Beyond the machair came sea-rounded cobbles where ringed plover and common tern were breeding. Terns flew in with fish in their bills and didn’t like the intrusion of a man standing up on the cobbles watching them, so they shrieked at him and attacked. He ducked his head as they dived close, over and over they dived. It might have seemed voyeuristic to photograph it, and it was too rapid.
Close by the ruins of chapels at Howe Moor some Polish workers were using heather to give a traditional thatch to a crofting cottage. We passed a few smart holiday cottages, newly lime-washed and thatched. The hostel was in this style and a visitor just off the ferry invited us in to look.
I last visited the Outer Isles on 23 May – 7 June 2005. My friends Jane and Nigel had also been on that trip and had several weeks ago returned from another visit. We compared notes on birding.

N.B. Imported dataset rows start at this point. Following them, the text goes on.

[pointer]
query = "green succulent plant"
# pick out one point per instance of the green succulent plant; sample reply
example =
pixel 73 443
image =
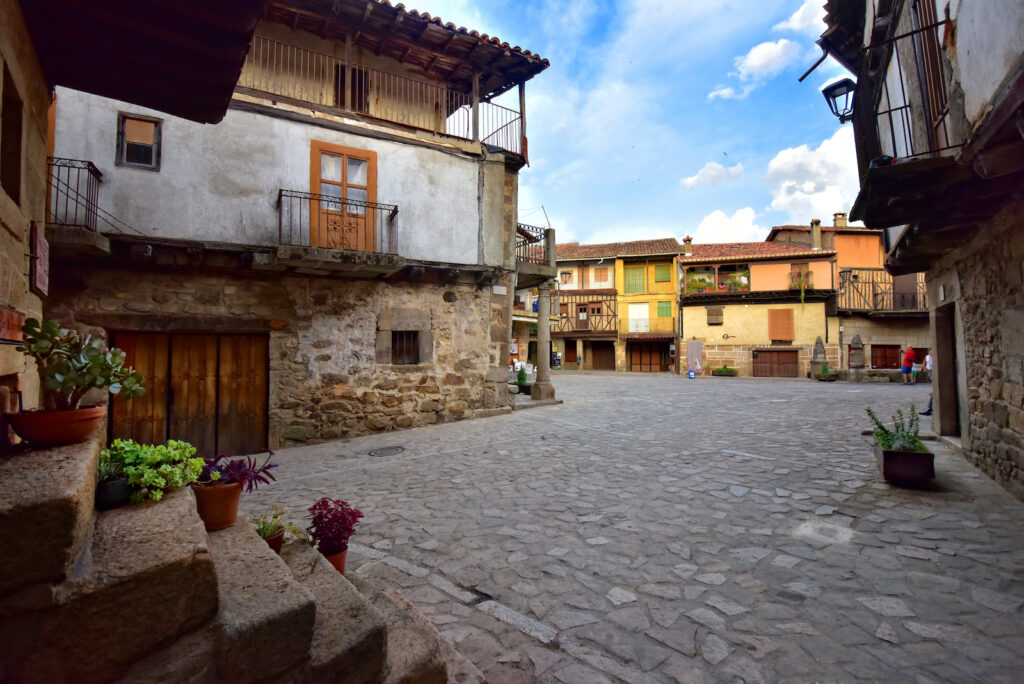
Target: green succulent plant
pixel 71 365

I love the skylark accompaniment to a walk through the machair where they seem abundant. Wheatear and stonechat were frequent. Our 2015 trip was rather later in the season and perhaps that accounts for it but we had only two good sightings of a trio of red-throated divers on Loch Duinn on Barra. And I have a memory of walking those fine beaches with terns diving and this was not our experience this year. Has there been a significant decline in numbers of seabirds on the Outer Hebrides in a decade?